Investors selling to who?

Hello everyone,

Been a lurker on this site for a while now, but I’ve officially made an account and I’m excited to join the community! I’ve been collecting (solely, not investing or flipping or reselling, etc.) for a number of years now, but looking through this forum I’ve seen some real wisdom in collecting, which has been a great comfort. Here’s my question:

For all the people out there “investing” in Pokemon cards, who do they expect to buy them down the road?

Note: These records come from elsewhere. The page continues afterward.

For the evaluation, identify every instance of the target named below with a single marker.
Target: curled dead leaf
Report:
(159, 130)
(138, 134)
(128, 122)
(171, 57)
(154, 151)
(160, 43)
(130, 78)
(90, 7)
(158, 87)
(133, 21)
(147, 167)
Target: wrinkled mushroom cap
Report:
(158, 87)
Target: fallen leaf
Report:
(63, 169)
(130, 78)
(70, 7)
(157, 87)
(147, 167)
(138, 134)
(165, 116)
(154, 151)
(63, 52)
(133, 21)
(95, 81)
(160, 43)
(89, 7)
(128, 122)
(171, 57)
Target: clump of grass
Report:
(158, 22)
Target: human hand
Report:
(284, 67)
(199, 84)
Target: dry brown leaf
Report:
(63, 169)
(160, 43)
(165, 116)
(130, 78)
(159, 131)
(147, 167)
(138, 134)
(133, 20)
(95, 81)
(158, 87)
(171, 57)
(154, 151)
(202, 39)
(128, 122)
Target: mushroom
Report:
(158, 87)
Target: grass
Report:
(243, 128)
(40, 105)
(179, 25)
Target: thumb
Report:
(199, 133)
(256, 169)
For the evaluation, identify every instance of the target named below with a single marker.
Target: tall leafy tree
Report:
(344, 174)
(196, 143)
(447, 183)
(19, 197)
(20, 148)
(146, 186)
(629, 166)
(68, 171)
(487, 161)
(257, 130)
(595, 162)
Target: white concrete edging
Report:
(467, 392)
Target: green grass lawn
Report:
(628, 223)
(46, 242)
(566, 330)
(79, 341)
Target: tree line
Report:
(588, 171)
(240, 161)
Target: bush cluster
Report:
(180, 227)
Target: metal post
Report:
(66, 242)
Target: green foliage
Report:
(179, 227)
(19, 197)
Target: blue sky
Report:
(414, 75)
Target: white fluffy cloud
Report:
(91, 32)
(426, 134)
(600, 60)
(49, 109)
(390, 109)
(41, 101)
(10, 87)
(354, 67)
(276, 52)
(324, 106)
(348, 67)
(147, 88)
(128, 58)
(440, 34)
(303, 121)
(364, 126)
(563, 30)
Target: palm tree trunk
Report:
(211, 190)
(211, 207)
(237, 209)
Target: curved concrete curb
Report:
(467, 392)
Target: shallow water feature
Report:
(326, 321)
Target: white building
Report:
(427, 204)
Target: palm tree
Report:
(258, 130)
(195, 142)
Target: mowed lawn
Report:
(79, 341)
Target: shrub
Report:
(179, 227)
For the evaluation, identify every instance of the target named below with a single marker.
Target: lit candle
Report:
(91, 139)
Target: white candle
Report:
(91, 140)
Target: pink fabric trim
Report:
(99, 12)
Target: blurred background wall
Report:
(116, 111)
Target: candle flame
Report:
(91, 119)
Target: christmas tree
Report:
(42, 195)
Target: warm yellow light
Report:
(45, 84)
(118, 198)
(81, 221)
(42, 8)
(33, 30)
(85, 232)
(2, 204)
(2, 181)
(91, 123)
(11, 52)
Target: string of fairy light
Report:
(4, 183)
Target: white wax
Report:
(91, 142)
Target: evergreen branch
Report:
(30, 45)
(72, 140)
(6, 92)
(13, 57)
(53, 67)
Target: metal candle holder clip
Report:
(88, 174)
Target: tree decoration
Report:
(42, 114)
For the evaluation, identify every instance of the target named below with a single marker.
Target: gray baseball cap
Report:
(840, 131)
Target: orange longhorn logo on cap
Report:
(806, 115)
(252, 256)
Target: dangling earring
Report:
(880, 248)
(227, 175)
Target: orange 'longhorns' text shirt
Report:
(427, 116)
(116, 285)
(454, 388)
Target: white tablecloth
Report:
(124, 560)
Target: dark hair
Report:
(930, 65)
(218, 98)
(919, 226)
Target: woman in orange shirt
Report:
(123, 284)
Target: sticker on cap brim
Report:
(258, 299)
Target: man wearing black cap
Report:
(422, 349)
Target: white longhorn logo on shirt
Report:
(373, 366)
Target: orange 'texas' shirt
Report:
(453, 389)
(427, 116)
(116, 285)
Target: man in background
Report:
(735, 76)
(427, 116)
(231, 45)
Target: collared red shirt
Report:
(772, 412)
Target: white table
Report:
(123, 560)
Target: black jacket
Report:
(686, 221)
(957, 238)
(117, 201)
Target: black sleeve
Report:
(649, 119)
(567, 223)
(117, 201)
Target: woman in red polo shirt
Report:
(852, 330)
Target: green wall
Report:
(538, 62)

I’m not sure of any collector who’s going to pay $2k on a Destined Rivals BB years down the road when they have no memory of opening it when it came out because there was no product on the shelves to draw them to it? Even still, let’s say that you split a BB with 4 friends to open at $2k, that’s $500 for 9 packs of Destined Rivals. I can’t imagine a situation where husbands can convince their wives of spending that much on opening up only 9 packs. And the pull rates are even worse for Prismatic Evolutions and the price would be more, so I just can’t imagine a situation where regular collectors are spending that much.

Compare it to Team Up BBs in 2022. $600. Split between 4 people, that’s $150 for 9 packs. That seems way more reasonable to me because people have spent that much going out for a nice dinner with the family or maybe even another Pokemon card. Now, that same BB is $7,500. Who’s spending that much to maybe get a card worth a tenth of that as a PSA 10? And even if it’s split between 4 people it’s $1,875 EACH for 9 packs. That literally sounds insane to me.

Then with kids, let’s say you wait 20 years. You think a 30yo is going to pay $1,200 on a prismatic ETB when they literally never opened it as a kid because it was never on the shelves? They have no connection to it.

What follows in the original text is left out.